2013(平成25)年9月に施行された「いじめ防止対策推進法」は、国公私立を問わず小学校から高校まで全部の学校に「学校いじめ防止基本方針」の策定と「いじめ防止対策委員会」といった校内組織の設置を義務付けています。ただ、これらが本格的に動き始めるのは今春の新学期からとなりそうです。というのも、学校現場にとっても初めての経験で、どこも手探り状態だからです。このため国立教育政策研究所は、学校がどう対応すればよいのかをまとめた生徒指導リーフ増刊号「いじめのない学校づくり 『学校いじめ防止基本方針』策定Q&A(以下『Q&A』)」(外部のPDFにリンク)を作成し、全国の学校に配布しました。内容を知っておくことは、保護者などにとっても非常に有益でしょう。

「Q&A」の中身を具体的に見ていきましょう。
まず、学校ごとに策定するいじめ防止基本方針は、単なる理念を示したスローガンではないとくぎを刺して、「いじめが起きないように、どのような取組を、どのくらいの回数、どの学年のどの時期に……といった内容まで書き込む必要がある」と述べています。基本方針は保護者に周知されることになっていますので、どれだけ具体的な取り組みが盛り込まれているかがチェックのポイントになるでしょう。もし示された基本方針が、抽象的な内容だけなら、その学校の対応は不十分と言わざるを得ません。
また、同基本方針はいじめ発生後に用いる「対応マニュアル」ではないとも強調しており、「いじめ防止」(未然防止のための取組)、「早期発見」(いじめの兆候を見逃さない取組)、「いじめに対する措置」(発見したいじめへの対処)の3段階における具体的な対応を示すよう求めています。このうち最も重視しているのが、「いじめ防止」の段階における取り組みです。「被害者・加害者を発見するまでもなく、すべての児童生徒がいじめに巻き込まれる可能性がある」からです。

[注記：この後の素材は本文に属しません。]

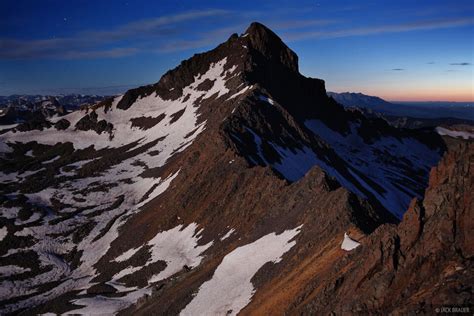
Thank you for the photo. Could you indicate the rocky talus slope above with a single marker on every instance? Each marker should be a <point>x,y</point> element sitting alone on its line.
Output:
<point>232,185</point>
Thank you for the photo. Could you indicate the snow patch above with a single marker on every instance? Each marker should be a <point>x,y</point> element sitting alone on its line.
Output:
<point>348,243</point>
<point>230,288</point>
<point>448,132</point>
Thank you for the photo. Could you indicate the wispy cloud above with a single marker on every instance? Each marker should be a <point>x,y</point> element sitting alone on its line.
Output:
<point>382,29</point>
<point>94,44</point>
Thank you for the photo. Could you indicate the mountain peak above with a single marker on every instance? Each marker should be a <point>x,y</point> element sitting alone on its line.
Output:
<point>271,46</point>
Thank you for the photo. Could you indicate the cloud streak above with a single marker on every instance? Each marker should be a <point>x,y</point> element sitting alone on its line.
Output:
<point>382,29</point>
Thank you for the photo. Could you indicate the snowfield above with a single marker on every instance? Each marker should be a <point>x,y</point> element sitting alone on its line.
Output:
<point>230,288</point>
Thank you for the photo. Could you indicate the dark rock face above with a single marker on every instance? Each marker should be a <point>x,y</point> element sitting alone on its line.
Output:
<point>62,124</point>
<point>233,146</point>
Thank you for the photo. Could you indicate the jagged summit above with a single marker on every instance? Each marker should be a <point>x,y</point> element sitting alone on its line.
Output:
<point>232,161</point>
<point>271,46</point>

さらに、いじめ防止の3本柱として「規律・学力・自己有用感」の育成を挙げ、具体的には「わかる授業」を行うよう求めています。静かに授業が始められ、子ども全員にわかる授業を展開すれば、生徒指導上の問題の多くは未然に防止できるという考え方です。ここで言う「わかる授業」とは、単に学力向上を目指す授業ではなく、すべての子どもが授業に参加して活躍でき、理解できるという授業です。このため「Q&A」は、教員が互いに授業公開などを行うことが必要であるとしています。さらに、「自己有用感」とは、自分は他人や社会の役に立っているという意識であり、「社会体験」などを積ませる取り組みを計画的に行うことが重要であるとしています。
このほか、「いじめの早期発見」では、隠れたいじめを見つけるため、定期的なアンケート調査や相談活動などのほか、メモや日誌など従来は教員個人レベルにとどまっていた情報を共有する仕組みをつくることを挙げています。そして、「発見したいじめへの対処」では、「速やかに止めることを最優先」するとしています。

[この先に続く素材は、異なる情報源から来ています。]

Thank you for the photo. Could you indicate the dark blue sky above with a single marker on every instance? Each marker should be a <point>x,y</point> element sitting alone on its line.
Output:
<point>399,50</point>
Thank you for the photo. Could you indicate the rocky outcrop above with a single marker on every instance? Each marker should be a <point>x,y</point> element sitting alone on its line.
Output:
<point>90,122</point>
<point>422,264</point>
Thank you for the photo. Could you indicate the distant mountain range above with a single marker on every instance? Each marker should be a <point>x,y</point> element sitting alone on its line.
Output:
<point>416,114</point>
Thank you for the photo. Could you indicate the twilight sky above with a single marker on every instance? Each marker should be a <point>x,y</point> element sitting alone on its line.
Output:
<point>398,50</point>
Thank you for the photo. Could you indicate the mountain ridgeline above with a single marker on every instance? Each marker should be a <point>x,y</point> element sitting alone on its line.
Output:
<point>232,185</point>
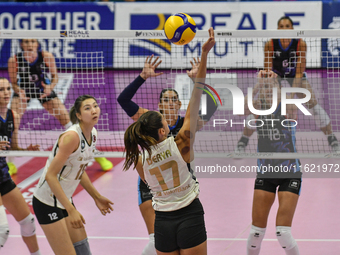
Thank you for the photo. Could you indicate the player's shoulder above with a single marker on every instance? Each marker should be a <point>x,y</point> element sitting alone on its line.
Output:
<point>46,54</point>
<point>69,137</point>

どんな基本方針が学校から示されるのか、保護者は注意深く見守ることが必要でしょう。


プロフィール


斎藤剛史

1958年茨城県生まれ。法政大学法学部卒。日本教育新聞社に入社、教育行政取材班チーフ、「週刊教育資料」編集部長などを経て、1998年よりフリー。現在、「内外教育」(時事通信社)、「月刊高校教育」(学事出版)など教育雑誌を中心に取材・執筆活動中。